The house was completely framed now and the roof had just been finished, so she was picturing what it would look like when it was done. She made a list of furniture she would have to buy and where certain pictures would hang and the way it would feel to stand at her sink and look out the little window over it, where she could see the backyard. She stood in that spot and imagined her hands in soapy water, the smell of a just-eaten supper lingering in the kitchen air.

Suddenly Clay's hands were upon her. He held her from
behind and kissed the back of her head. “Won't be much longer,” he said.

She turned around and put her face in the warmth of his neck. He was sweaty and bare chested.

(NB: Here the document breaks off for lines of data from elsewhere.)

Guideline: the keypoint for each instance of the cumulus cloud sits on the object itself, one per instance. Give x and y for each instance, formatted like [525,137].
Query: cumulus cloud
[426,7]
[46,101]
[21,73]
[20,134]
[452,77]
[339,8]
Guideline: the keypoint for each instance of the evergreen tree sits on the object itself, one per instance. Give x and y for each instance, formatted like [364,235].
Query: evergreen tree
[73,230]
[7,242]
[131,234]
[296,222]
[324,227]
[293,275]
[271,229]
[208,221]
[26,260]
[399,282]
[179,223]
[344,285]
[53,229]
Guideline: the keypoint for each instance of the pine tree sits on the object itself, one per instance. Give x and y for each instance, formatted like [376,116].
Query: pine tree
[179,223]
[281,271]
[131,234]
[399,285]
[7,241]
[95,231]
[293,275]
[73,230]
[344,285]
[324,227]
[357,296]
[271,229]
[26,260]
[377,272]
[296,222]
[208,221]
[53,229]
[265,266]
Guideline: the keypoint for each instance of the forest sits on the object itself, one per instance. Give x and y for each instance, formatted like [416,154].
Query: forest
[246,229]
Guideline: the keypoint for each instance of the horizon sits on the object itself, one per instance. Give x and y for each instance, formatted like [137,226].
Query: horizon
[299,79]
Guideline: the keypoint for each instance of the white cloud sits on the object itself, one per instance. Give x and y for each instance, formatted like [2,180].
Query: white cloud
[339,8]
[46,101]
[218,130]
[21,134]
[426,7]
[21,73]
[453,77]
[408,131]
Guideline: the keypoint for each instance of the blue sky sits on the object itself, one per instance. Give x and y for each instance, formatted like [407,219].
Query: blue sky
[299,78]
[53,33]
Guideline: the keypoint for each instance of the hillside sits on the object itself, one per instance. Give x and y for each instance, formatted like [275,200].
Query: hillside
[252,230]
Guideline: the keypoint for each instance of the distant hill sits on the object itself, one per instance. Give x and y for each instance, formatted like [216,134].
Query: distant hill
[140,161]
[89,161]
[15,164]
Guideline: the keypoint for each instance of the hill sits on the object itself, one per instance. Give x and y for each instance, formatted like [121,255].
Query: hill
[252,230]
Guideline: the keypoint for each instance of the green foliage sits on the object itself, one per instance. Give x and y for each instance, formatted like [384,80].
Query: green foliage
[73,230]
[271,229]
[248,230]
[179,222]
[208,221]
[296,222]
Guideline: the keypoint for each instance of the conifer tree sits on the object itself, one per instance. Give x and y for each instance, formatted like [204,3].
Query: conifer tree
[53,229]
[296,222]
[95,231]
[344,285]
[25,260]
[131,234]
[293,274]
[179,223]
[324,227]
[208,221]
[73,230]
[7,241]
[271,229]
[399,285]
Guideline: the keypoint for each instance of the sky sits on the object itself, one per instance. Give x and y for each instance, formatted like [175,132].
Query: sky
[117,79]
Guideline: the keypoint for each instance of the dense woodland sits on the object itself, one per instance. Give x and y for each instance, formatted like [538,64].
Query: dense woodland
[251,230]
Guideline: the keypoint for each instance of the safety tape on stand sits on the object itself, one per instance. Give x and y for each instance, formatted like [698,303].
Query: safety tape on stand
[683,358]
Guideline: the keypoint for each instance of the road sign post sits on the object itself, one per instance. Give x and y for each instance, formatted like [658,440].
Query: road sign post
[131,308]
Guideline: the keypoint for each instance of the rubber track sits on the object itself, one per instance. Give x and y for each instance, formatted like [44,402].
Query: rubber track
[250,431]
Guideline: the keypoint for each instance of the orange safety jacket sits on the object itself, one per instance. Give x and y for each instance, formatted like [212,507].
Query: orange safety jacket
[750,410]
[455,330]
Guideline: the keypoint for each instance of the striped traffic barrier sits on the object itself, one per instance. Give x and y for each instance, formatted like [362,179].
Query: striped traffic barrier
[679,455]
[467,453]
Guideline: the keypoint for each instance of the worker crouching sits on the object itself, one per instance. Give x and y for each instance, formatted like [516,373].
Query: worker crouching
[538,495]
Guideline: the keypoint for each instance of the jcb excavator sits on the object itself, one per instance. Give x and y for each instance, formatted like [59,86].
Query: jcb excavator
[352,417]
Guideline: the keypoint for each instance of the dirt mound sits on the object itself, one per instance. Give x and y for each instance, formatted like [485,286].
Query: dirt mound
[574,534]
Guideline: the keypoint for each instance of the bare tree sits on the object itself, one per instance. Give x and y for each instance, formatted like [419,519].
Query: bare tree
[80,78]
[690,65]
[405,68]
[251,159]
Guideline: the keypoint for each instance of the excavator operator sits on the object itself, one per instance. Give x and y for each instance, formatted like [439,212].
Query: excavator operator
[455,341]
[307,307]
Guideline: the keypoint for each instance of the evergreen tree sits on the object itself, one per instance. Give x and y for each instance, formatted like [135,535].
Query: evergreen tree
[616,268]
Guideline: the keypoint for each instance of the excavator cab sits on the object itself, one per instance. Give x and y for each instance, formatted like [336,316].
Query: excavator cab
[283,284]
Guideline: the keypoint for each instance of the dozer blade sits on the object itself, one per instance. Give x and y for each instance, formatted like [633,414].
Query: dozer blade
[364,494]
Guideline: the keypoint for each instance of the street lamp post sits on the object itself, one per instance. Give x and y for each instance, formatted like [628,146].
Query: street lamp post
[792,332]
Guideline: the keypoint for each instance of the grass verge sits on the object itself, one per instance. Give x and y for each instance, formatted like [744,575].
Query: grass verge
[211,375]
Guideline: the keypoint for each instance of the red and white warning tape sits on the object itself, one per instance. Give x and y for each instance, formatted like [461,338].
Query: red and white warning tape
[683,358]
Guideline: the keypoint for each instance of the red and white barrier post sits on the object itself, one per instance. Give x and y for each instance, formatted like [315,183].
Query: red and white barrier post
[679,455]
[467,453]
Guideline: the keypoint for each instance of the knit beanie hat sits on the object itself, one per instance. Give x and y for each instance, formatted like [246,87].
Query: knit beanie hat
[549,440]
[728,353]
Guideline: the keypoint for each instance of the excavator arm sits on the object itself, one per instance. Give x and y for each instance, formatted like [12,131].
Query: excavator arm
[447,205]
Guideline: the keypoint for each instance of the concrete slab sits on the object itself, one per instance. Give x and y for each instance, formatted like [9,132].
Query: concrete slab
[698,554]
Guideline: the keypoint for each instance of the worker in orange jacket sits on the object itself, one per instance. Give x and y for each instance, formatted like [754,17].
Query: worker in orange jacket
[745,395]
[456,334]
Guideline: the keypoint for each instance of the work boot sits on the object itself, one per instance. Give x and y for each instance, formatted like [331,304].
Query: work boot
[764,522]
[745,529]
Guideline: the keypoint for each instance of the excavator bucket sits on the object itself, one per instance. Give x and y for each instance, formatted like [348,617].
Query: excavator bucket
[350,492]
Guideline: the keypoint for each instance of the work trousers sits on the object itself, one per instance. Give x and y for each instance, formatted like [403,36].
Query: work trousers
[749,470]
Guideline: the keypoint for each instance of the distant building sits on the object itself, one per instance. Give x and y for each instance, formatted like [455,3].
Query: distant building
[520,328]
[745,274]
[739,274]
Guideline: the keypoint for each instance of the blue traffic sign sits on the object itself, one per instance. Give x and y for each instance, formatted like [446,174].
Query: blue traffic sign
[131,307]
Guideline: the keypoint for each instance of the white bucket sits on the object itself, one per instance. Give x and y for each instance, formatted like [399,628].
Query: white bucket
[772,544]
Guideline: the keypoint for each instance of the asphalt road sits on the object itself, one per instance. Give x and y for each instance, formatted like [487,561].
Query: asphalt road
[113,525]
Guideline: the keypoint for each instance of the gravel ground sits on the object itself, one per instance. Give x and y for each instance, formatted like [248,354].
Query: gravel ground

“We'll put the windows in tomorrow,” he said. He had enlisted everyone he knew to help with the house. Clay didn't know a thing about carpentry, but he was learning as he went.

For a long moment they stood there at the place where their sink would be, and she was very aware of his breathing. Night closed in quickly, and before long there was no light except the bare bulb of the droplight in its cage. Clay had run an extension cord over from Easter's house, and the bulb burned in what would become the living room, where he had been hammering on the windowsills to get them square.

She put her lips to his arms, but instead of kissing them, she just let her lips linger on his skin. When she opened her eyes again, she saw that lightning bugs had floated in. They hung in the air, glowing brightly, then darkening. There were more than a dozen, and they were all so close that she could reach out and touch them.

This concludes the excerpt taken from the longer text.